O governo angolano, pouco depois de José Eduardo dos Santos ter morrido, a 8 de julho de 2022, disse que era sua intenção que o corpo do ex-estadista ficasse num panteão nacional a construir, não sendo então claro que seria edificado a partir do mausoléu onde está Agostinho Neto.

“Numa altura em que está em curso uma campanha eleitoral, a organização precipitada de
um funeral nacional constitui uma inaceitável recuperação política de um homem cujo
trabalho político pertence agora à herança comum angolana e a todos angolanos. O funeral deverá ser realizado após as eleições marcadas para 24 de Agosto deste ano”, esclarecem depois os filhos.

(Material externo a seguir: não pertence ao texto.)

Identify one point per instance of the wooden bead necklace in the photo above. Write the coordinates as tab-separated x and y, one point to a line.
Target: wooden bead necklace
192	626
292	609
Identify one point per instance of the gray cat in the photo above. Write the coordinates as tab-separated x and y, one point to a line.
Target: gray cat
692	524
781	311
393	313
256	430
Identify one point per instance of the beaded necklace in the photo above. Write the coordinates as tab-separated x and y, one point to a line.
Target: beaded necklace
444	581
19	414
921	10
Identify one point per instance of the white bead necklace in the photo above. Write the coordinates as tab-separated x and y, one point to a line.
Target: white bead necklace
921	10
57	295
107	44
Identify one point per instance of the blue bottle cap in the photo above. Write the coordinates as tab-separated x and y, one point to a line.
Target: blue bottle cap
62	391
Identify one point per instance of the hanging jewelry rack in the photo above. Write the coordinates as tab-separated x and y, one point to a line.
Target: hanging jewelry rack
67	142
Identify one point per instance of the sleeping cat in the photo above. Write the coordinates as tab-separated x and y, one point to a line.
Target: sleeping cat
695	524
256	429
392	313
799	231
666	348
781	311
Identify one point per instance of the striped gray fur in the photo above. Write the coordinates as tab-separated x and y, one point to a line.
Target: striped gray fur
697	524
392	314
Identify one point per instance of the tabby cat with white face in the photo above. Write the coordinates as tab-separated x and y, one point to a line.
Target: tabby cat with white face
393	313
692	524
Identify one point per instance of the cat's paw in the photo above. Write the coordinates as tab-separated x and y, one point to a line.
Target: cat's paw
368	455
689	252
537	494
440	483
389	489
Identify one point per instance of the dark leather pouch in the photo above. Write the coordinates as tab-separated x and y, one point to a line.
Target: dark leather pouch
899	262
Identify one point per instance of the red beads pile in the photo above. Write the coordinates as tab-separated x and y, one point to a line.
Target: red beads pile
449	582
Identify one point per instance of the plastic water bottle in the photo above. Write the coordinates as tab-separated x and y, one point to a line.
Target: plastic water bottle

Seja qual for o resultado das próximas eleições, no futuro, nós, a família, junto das instituições e do Presidente eleito, colaboraremos na união da Nação e, a organizar com tempo necessário as condições para homenagem e o funeral nacional do Pai da Nação, o nosso pai, Eng. José Eduardo dos Santos, para que um dia este em dignidade e respeito descanse em paz na terra dos seus antepassados”, prometem.

Só que, já depois de publicada esta notícia, dando conta do que parecia ser um recuo de Tchizé, esta veio, em declarações à Lusa, dizer que não assinou nenhuma mensagem, que a desconhece, e que não acredita na sua veracidade.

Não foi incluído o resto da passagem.